The most relevant of the evolution of the area's activity in the fourth quarter of 2022 has been:

  • Lending activity increased by 8.3%, due to the growth in the business segment that offset the deleveraging in the retail segment.
  • Regarding credit risk indicators, the NPL ratio stood at 0.4%, quite stable during the quarter (1 basis point below the previous quarter), and showing a reduction of 31 basis points during the year, mainly due to the wholesale clients recoveries. The NPL coverage ratio increased in the year to 131%.
  • Total customer funds grew 15.7%, supported by the increase in time deposits (+29.4%), originating mainly from the branches in Europe.

Results

The good performance of the net interest income was offset by lower commissions and NTI. Together with the expenses increase in an environment of higher inflation and loan-loss provisions on normal level, represents a lower contribution of the unit to the Group results in 2022.

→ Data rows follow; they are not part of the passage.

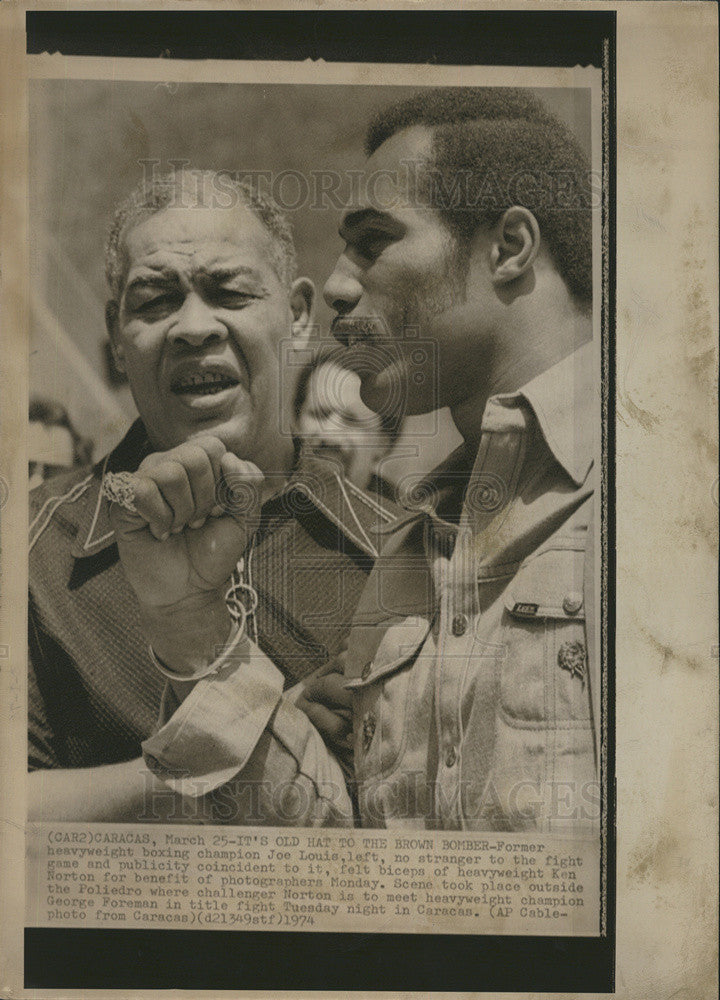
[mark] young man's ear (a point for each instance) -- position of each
(515, 245)
(111, 322)
(302, 298)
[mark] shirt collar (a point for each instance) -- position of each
(563, 401)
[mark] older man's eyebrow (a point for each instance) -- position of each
(229, 272)
(148, 277)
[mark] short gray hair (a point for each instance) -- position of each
(206, 188)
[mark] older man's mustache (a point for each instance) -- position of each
(351, 330)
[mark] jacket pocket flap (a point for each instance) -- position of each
(548, 585)
(398, 648)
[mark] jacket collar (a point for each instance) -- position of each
(563, 401)
(314, 485)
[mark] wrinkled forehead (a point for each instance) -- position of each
(188, 239)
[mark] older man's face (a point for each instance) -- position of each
(198, 330)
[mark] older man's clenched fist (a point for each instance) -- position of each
(182, 522)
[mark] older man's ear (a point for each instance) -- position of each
(111, 323)
(302, 299)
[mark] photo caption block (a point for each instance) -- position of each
(327, 880)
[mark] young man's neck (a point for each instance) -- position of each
(537, 339)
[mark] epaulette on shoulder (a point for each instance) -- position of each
(48, 497)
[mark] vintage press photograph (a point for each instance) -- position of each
(336, 653)
(269, 584)
(316, 466)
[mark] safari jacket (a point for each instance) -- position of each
(472, 658)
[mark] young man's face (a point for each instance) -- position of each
(398, 284)
(336, 424)
(198, 329)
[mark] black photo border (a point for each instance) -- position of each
(70, 958)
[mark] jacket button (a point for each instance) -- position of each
(369, 725)
(572, 603)
(459, 625)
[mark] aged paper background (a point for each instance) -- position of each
(667, 497)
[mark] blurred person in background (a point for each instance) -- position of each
(54, 445)
(333, 422)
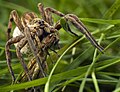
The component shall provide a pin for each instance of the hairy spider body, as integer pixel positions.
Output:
(38, 35)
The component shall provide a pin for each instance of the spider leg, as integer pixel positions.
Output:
(79, 25)
(46, 13)
(34, 49)
(8, 54)
(19, 55)
(13, 17)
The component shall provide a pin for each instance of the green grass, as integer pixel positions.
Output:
(80, 66)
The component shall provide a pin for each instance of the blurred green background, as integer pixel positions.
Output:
(101, 17)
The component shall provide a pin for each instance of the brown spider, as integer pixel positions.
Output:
(39, 34)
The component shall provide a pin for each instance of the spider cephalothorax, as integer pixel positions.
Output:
(39, 35)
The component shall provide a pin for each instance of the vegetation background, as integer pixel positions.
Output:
(80, 66)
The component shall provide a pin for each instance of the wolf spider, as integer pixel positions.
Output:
(36, 34)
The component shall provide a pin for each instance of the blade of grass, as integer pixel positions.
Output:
(112, 10)
(90, 68)
(49, 78)
(95, 82)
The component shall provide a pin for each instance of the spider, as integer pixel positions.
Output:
(35, 34)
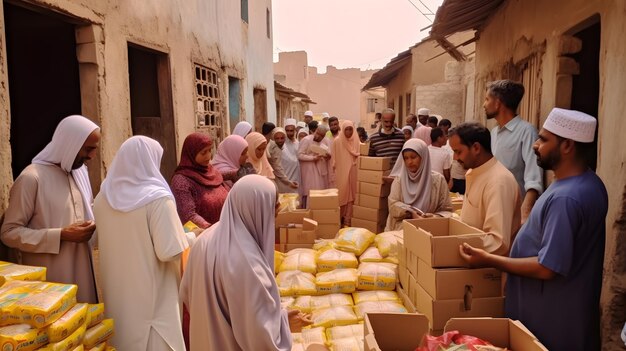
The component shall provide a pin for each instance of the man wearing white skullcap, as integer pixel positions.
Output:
(555, 264)
(49, 219)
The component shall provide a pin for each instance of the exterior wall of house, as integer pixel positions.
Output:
(521, 29)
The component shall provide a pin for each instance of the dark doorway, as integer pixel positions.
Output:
(44, 83)
(151, 109)
(586, 85)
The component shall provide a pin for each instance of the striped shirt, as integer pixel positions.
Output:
(387, 145)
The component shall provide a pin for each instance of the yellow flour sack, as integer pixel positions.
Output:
(68, 323)
(70, 343)
(22, 337)
(375, 295)
(331, 259)
(99, 333)
(336, 281)
(307, 304)
(42, 308)
(296, 283)
(345, 331)
(301, 260)
(95, 314)
(378, 306)
(11, 271)
(372, 254)
(377, 276)
(333, 316)
(354, 240)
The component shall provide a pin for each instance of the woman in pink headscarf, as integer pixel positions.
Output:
(197, 186)
(231, 159)
(345, 151)
(257, 145)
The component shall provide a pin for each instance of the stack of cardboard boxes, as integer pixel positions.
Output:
(434, 275)
(324, 206)
(370, 209)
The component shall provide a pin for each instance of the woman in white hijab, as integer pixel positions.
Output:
(416, 191)
(141, 240)
(229, 285)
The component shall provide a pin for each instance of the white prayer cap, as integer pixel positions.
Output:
(423, 112)
(570, 124)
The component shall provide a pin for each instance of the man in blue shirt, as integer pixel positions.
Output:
(512, 139)
(555, 264)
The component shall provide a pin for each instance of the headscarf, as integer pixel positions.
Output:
(416, 187)
(188, 167)
(134, 179)
(242, 129)
(228, 152)
(261, 165)
(67, 140)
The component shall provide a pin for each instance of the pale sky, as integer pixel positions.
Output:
(349, 33)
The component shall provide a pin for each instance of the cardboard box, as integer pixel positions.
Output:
(455, 283)
(332, 216)
(375, 177)
(372, 214)
(379, 190)
(375, 163)
(374, 227)
(436, 240)
(440, 311)
(501, 332)
(394, 331)
(292, 217)
(323, 199)
(373, 202)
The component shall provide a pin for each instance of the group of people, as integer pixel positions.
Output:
(554, 261)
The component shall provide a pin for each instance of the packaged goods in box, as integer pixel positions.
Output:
(375, 177)
(296, 283)
(354, 240)
(377, 276)
(307, 304)
(436, 240)
(375, 295)
(378, 306)
(68, 323)
(331, 259)
(374, 202)
(11, 271)
(333, 316)
(375, 163)
(378, 190)
(99, 333)
(22, 337)
(372, 214)
(440, 311)
(299, 260)
(330, 216)
(457, 283)
(323, 199)
(336, 281)
(374, 227)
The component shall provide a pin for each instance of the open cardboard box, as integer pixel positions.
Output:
(436, 240)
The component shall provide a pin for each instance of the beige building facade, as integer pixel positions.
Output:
(569, 54)
(160, 68)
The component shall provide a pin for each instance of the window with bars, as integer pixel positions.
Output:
(208, 101)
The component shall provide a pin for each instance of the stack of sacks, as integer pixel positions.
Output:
(324, 206)
(37, 315)
(370, 209)
(338, 283)
(438, 283)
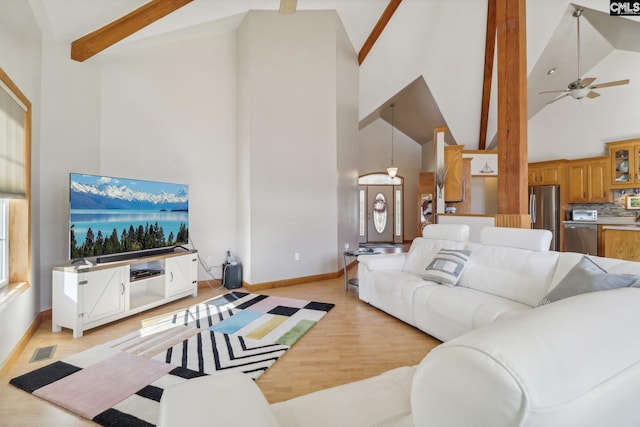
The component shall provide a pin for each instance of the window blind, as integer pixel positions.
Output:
(12, 145)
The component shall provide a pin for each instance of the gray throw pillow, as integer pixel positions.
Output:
(587, 276)
(447, 266)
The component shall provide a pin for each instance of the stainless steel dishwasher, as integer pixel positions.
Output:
(581, 238)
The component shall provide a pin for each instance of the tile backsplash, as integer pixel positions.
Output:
(609, 209)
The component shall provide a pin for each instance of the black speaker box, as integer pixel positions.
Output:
(232, 275)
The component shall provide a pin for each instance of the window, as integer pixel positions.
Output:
(15, 203)
(4, 243)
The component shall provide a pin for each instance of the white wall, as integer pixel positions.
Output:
(375, 156)
(168, 114)
(70, 143)
(289, 133)
(347, 141)
(20, 44)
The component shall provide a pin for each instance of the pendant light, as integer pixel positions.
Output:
(392, 170)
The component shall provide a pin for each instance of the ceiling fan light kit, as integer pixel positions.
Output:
(288, 7)
(581, 88)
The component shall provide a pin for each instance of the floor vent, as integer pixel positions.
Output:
(43, 353)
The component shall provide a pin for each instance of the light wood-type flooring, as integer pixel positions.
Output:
(353, 341)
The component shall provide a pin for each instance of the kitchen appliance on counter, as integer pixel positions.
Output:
(581, 234)
(585, 215)
(544, 210)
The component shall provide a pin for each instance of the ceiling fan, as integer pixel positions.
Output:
(581, 88)
(288, 6)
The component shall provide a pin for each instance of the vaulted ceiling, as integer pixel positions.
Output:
(69, 20)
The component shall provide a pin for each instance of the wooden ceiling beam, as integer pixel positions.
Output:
(377, 30)
(97, 41)
(512, 109)
(489, 51)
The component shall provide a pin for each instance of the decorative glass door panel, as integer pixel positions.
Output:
(380, 213)
(622, 165)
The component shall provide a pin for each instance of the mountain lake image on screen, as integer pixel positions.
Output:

Regarding the year-on-year evolution of the area's income statement at the end of December 2022:

  • The net interest income increased by 15.5%, with a positive performance in Europe and the New York branch.
  • Net fees and commissions decreased by 4.1%, due to the lower fees and commissions recorded by BBVA Securities, which offset the good performance in Europe, and especially in New York.
  • The NTI line recorded a decrease of 13.9%, mainly due to the lower results of the business in the United States.
  • Decrease in the contribution of the other operating income and expenses line, as a result of the evolution of BBVA Securities.
  • Increase in operating expenses of 9.4%, mainly due to higher personnel expenses in Europe and the New York branch, partially offset by the lower expenses recorded by BBVA Securities.
  • The impairment on financial assets line closed December 2022 with a slight provision compared to the release of the previous year, originated in the New York branch.
  • Favorable performance of the provisions or reversal of provisions line and other results mainly focused on lower provisions in New York.
  • As a result, the area's cumulative net attributable profit between January and December 2022 was €240m (-15.1% year-on- year).

In the fourth quarter of 2022 and excluding the effect of the variation in exchange rates, the Group's Rest of Businesses as a whole generated a net attributable profit of €62m, which represents an increase of 21.3% compared to the previous quarter, mainly due to the net interest income increase, linked to the good results of CIB in Europe and NTI evolution in the United States, which offset the higher loan-loss provisions made in the quarter and the higher operating expenses, in particular, IT- related costs.